Focus on ‘Bottom Line’
Wisconsin is one of several states struggling with large budget deficits, high unemployment, and, in particular, the end of onetime federal stimulus payments that legislators spent on continuing programs, teacher salaries, and benefits. ??Reflecting voter worries about taxes and spending, Wisconsin Republicans in November had their best midterm performance in 78 years, capturing a U.S. Senate seat, six out of eight congressional seats, and both houses of the state legislature.
“Traditional thinking says we need more fuel in the furnace, more money. When you don’t have money, you look at other options,” said George Lightbourne, president of the Wisconsin Policy Research Institute. “It’s the perfect time to advance education reform.”
Gov. Scott Walker (R) and the legislature will focus on the Evers’ plan’s bottom line rather than its particular provisions, said Alan Borsuk, a senior fellow at Marquette University Law School.
“It’s time to redo the state [school funding] formula in some fashion, make it clearer to understand and more connected to need,” he said, “but the real issue is going to be taxes and total spending. A proposal to increase the pot isn’t likely to get too warm a reception.”
Walker Promises More Choice
Walker’s team has not finalized its education agenda or budget, but the new administration plans to follow through on campaign promises to cut costs and expand choice, Press Secretary Cullen Werwie explained.

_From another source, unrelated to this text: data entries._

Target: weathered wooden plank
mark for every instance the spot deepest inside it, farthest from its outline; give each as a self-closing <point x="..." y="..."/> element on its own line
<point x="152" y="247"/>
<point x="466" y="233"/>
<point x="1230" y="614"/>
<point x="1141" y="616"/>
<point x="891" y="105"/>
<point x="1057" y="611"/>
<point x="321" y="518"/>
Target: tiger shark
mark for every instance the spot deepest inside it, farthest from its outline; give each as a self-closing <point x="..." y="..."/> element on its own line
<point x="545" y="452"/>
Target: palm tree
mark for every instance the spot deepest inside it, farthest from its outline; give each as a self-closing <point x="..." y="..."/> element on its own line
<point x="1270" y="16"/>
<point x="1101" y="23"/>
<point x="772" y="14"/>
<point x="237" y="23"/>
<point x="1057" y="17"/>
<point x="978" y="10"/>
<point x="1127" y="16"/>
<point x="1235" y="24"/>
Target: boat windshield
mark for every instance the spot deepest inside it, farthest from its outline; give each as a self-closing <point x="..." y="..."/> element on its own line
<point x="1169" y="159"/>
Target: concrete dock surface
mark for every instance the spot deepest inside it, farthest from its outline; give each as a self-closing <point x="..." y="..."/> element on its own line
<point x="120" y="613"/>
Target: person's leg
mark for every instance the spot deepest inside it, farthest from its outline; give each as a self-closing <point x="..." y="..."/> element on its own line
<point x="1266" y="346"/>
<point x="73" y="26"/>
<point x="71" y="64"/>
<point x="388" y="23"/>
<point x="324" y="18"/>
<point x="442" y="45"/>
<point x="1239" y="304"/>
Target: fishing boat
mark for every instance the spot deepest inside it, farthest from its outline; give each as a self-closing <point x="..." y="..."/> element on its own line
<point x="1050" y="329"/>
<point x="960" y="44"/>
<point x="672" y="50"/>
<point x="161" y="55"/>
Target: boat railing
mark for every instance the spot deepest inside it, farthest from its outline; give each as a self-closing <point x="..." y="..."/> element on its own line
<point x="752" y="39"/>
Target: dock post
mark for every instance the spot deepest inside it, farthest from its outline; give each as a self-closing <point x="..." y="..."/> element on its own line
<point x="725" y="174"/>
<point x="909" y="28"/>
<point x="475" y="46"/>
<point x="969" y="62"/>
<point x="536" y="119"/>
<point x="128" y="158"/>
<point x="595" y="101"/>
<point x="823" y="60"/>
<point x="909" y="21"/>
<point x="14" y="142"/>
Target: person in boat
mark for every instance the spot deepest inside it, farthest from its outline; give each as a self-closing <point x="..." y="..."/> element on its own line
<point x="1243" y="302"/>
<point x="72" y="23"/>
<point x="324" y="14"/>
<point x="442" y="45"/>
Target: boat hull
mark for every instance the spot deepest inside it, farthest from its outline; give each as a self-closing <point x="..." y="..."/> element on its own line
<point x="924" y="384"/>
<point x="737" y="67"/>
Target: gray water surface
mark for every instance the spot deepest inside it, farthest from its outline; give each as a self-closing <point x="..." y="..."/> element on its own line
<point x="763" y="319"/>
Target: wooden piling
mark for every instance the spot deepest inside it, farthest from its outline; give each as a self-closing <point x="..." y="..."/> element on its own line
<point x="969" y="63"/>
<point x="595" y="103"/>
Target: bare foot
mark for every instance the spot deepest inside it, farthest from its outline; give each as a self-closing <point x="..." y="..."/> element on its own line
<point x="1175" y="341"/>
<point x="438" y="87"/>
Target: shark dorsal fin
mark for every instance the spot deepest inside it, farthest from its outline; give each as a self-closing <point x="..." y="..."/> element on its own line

“Evers should be applauded for recognizing the need for real funding reform in our K-12 education system,” Werwie said. “As the state faces a $2.7 billion budget deficit, however, true funding reform means focusing on how to better spend the dollars we have today.”
At his inauguration on Jan. 3, Walker tied Wisconsin’s economic recovery to the state’s education system. “We will not abandon our fundamental responsibilities to protect our families and our property, provide for a high-quality education for our children, ensure care for the most vulnerable among us, and enhance the quality of life for our citizens,” he said. “A high quality of life, however, is not the result of a bigger, ever-expanding government.”
Union Opposition Expected
Lightbourne said Walker and Republican lawmakers can expect strong opposition from the Wisconsin Teachers Union, which has successfully stymied reform in the past—including winning limits on Milwaukee’s voucher program and maintaining caps on state charter schools in the last budget cycle.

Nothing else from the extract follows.